As I finished studying the signatures and walked past an emptying synagogue (Ringo’s shul, I joked) on the road back to the Tube station, I began to sense that what the great Rav Abraham Isaac Kook said of the Western Wall was also true of the world’s best-loved crosswalk: There are men with hearts of stone, and there are stones with hearts of men.
And yet I felt just as acutely the transience and triviality of the whole exercise. The wall in front of the Abbey Road Studios next door, regularly repainted to accommodate a planet’s worth of pilgrims seeking a cheap thrill, bore only signatures dating back a few days. My name would be gone in the blink of an eye.
The next day—Sunday—Reuters reported that George Harrison was dying of a brain tumor. The tabloids had said it many times before, and George had denied it, but this was Reuters. Thinking only of how Freddie Mercury finally admitted he had AIDS the day before he died, I was convinced that the quiet Beatle had one foot in the grave. He had dodged throat cancer and a lunatic’s knife, but at 58, he had finally lost his battle with cancer.
Monday: a worried man with a worried mind rides a double-decker bus through the English countryside. And then word comes from the Associated Press: George and his wife deny the rumors once again. Though ostensibly as haggard and thin as ever, George is reputedly healthy and active. Tuesday: my plane touches down at Logan Airport. Wednesday: back to work. The roller coaster comes to a stop—or does it?
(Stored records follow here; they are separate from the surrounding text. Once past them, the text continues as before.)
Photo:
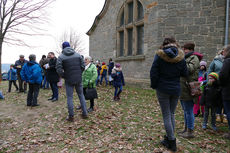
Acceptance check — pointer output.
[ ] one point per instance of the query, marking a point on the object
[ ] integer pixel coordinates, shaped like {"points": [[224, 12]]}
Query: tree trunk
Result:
{"points": [[1, 60]]}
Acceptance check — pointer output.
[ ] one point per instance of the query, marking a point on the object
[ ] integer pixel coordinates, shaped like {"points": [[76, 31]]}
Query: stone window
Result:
{"points": [[130, 29]]}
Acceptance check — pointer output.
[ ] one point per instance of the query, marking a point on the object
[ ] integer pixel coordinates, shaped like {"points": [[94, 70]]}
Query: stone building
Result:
{"points": [[130, 31]]}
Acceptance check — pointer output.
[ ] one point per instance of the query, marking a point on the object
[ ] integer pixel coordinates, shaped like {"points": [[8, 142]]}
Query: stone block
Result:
{"points": [[220, 3], [179, 30], [194, 29], [204, 30], [200, 21], [187, 21], [211, 20]]}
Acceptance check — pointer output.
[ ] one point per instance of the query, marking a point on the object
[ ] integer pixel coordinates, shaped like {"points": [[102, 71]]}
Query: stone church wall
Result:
{"points": [[199, 21]]}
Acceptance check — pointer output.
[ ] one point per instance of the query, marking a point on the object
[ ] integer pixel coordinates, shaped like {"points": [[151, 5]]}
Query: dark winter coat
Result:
{"points": [[43, 62], [193, 65], [167, 68], [111, 65], [98, 70], [118, 78], [12, 74], [70, 66], [211, 96], [32, 73], [19, 63], [216, 64], [52, 75], [224, 78]]}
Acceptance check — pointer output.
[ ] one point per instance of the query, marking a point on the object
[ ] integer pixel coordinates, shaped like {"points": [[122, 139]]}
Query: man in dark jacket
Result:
{"points": [[70, 66], [32, 74], [18, 65], [111, 65], [224, 78], [52, 76]]}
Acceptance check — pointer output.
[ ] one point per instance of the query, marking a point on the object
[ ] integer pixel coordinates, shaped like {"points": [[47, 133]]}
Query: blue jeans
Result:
{"points": [[117, 93], [168, 105], [45, 83], [69, 93], [98, 79], [104, 76], [54, 88], [227, 111], [189, 118]]}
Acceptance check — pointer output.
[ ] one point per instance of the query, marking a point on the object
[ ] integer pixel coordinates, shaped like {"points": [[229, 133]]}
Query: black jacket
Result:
{"points": [[224, 78], [70, 66], [167, 68], [211, 96], [52, 75]]}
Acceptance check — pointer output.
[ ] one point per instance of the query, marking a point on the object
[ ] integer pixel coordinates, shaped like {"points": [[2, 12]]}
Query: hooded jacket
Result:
{"points": [[224, 78], [89, 76], [12, 74], [216, 64], [70, 66], [167, 68], [193, 65], [118, 78], [52, 75], [31, 72]]}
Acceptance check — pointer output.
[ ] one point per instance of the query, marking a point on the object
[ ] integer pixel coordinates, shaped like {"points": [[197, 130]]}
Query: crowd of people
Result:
{"points": [[173, 70], [179, 73], [79, 73]]}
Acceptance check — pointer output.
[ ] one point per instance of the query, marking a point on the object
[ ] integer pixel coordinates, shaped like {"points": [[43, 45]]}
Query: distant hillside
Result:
{"points": [[5, 67]]}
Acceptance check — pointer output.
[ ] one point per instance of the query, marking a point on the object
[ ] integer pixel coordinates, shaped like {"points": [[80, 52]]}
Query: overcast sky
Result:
{"points": [[64, 14]]}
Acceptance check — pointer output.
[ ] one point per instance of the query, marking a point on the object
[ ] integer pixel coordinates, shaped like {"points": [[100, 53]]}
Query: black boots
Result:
{"points": [[170, 144]]}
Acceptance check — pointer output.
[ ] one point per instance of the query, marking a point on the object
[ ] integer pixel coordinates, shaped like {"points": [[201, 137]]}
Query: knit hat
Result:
{"points": [[203, 63], [65, 44], [214, 75], [118, 65]]}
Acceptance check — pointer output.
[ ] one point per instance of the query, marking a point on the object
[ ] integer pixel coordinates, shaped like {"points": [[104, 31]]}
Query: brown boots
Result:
{"points": [[188, 134]]}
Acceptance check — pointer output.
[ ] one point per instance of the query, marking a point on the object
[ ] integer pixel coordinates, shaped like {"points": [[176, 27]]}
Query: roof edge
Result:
{"points": [[98, 17]]}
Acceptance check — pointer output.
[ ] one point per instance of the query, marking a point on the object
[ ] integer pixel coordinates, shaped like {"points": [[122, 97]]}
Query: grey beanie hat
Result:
{"points": [[32, 57]]}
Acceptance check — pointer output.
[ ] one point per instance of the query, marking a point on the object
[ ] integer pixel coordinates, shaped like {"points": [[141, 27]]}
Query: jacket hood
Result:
{"points": [[219, 57], [118, 69], [171, 54], [31, 63], [199, 55], [68, 51]]}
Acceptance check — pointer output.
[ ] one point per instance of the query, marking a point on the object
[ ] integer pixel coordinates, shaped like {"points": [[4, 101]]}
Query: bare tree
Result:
{"points": [[20, 17], [74, 39]]}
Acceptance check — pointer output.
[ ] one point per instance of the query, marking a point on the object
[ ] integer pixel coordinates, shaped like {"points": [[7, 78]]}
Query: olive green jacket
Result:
{"points": [[89, 76], [193, 65]]}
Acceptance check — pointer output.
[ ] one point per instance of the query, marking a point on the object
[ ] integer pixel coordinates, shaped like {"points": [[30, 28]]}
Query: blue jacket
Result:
{"points": [[167, 68], [12, 74], [111, 65], [31, 72], [118, 78]]}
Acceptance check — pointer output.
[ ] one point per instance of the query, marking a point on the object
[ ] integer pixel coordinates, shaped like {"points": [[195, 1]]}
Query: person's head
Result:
{"points": [[51, 55], [168, 40], [32, 57], [212, 77], [65, 44], [203, 65], [188, 47], [226, 51], [117, 65], [87, 60], [21, 57]]}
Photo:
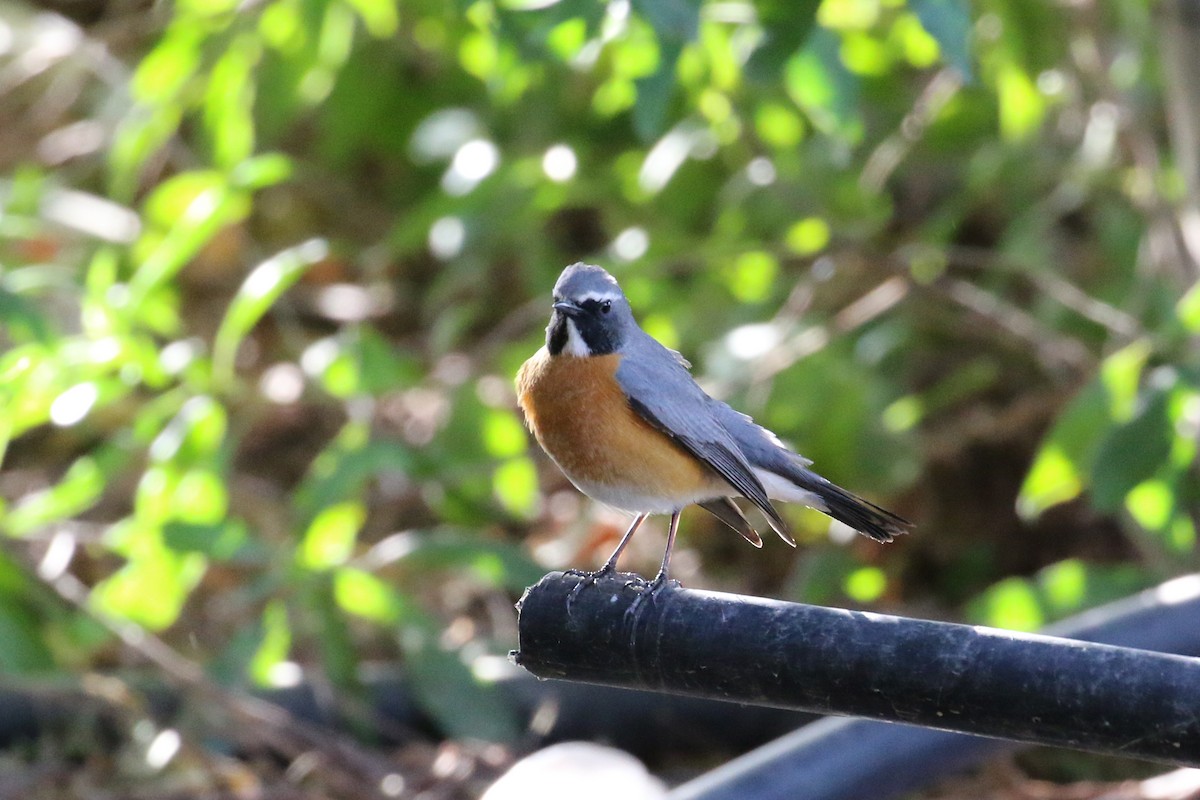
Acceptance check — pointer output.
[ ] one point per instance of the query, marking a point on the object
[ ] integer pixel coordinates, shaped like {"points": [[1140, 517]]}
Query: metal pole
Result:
{"points": [[1029, 687]]}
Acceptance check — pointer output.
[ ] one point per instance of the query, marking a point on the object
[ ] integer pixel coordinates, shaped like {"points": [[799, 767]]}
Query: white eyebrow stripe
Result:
{"points": [[600, 296]]}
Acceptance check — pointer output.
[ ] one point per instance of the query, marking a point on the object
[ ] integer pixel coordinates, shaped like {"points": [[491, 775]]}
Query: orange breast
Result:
{"points": [[580, 416]]}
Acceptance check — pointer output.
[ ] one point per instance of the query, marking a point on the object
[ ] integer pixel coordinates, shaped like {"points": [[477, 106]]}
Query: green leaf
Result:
{"points": [[229, 100], [365, 595], [257, 294], [1065, 459], [330, 537], [463, 705], [504, 437], [24, 639], [208, 204], [77, 491], [1134, 450], [949, 23], [379, 17], [821, 84], [515, 483], [153, 587], [501, 564], [343, 468], [225, 541], [654, 94], [1012, 603], [275, 644], [785, 26]]}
George has been at times a difficult man to root for. Had it not been for Yoko, the Beatles’ breakup might well have been pinned on George's increasing assertiveness as a songwriter and increasing inability to get along with Paul. George was the colorless Beatle, the dubious target of allegations of plagiarism, the man whose wife so cruelly inspired his lovestruck best friend Eric Clapton to write “Layla.” (And when the couple divorced and Clapton married Patti Harrison, who could not help but feel that the better man had finally won?)
George was not the best Beatle, God knows (nor the worst—sorry, Ringo). His oeuvre pales next to that of John and Paul, but George’s tunes are somehow unspeakably beautiful—simple, evocative, wise, true. (Let us overlook “I Got My Mind Set on You” for a moment.)